In the 2008-2009 season, Mr. Stearns will be found on the rosters of both the Metropolitan Opera and Lyric Opera of Chicago. At the Metropolitan Opera, Mr. Stearns will sing Monterone in Rigoletto, and cover Barnaba in La Gioconda and Donner in Das Rheingold. At Lyric Opera of Chicago, Mr. Stearns will sing matinee performances of Tonio in Pagliacci and will also cover Alfio in Cavelleria Rusticana and Kurwenal in Tristan und Isolde.

In the fall of 2009, Mr. Stearns will sing Jack Rance in La fanciulla del West with Norwegian Opera at the newly opened opera house in Oslo. In 2010, he will sing the High Priest in Samson et Dalila with Bob Jones University, the title role in Rigoletto with Baltimore Opera, and return to the Metropolitan Opera.

Recent engagements include Biterolf in Tannhäuser and the title role in Britten’s Noye’s Fludde with Los Angeles Opera under James Conlon, the High Priest in Samson et Dalila opposite Denyce Graves at Florida Grand Opera, Lohengrin with the Leipzig Opera, Tonio in Pagliacci with Boston’s Chorus Pro Musica, Scarpia in Tosca with Summer Opera, and the Mill Foreman in Jenufa at Los Angeles Opera.

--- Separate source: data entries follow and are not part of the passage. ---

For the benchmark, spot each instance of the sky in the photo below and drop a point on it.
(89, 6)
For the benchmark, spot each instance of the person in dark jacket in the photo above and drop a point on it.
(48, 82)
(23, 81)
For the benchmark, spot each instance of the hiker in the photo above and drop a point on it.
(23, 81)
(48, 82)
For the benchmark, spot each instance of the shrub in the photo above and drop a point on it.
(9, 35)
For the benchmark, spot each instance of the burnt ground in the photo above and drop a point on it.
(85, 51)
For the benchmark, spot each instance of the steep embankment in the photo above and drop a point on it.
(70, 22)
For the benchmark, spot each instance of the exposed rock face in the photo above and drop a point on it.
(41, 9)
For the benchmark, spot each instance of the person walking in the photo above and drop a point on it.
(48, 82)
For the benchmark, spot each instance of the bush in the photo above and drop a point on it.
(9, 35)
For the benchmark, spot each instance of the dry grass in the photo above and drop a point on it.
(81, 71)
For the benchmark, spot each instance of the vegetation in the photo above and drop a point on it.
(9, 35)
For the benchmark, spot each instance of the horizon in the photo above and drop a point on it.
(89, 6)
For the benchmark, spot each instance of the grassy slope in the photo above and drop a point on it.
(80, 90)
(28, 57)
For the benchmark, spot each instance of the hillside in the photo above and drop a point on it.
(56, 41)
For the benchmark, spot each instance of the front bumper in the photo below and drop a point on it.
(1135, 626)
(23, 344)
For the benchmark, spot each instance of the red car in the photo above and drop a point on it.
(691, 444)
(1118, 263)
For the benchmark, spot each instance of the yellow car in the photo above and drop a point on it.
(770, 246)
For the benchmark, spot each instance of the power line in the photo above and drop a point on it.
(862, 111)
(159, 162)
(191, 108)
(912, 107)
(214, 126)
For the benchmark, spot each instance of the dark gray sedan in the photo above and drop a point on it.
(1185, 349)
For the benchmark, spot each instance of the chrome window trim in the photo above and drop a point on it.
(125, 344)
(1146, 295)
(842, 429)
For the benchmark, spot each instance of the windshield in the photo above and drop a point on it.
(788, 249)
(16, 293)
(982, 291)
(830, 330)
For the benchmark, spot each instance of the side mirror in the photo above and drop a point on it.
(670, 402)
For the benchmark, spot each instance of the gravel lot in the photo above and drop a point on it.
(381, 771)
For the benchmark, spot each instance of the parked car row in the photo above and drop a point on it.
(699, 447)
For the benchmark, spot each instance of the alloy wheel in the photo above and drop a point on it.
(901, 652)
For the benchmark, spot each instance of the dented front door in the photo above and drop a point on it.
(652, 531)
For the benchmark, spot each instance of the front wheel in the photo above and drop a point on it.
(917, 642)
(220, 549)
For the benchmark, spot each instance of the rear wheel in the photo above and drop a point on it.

His European debut was as Di Luna in a new production of Il trovatore with Musiktheater im Revier in Gelsenkirchen in Spring, 2006.

Mr. Stearns has also appeared with Washington National Opera as Nikitisch in Boris Godunov, the King in Le Cid, the Herald in Otello, and Westmorland in Sly.

Concert repertoire includes the Bach Passions, Elijah, Requiem of Mozart and Brahms, L’Enfance du Christ, and Beethoven’s Ninth Symphony.  With the National Symphony in Washington, D.C., Mr. Stearns recorded the baritone solos in John Corigliano’s Of Rage and Remembrance, which won a Grammy Award in 1997.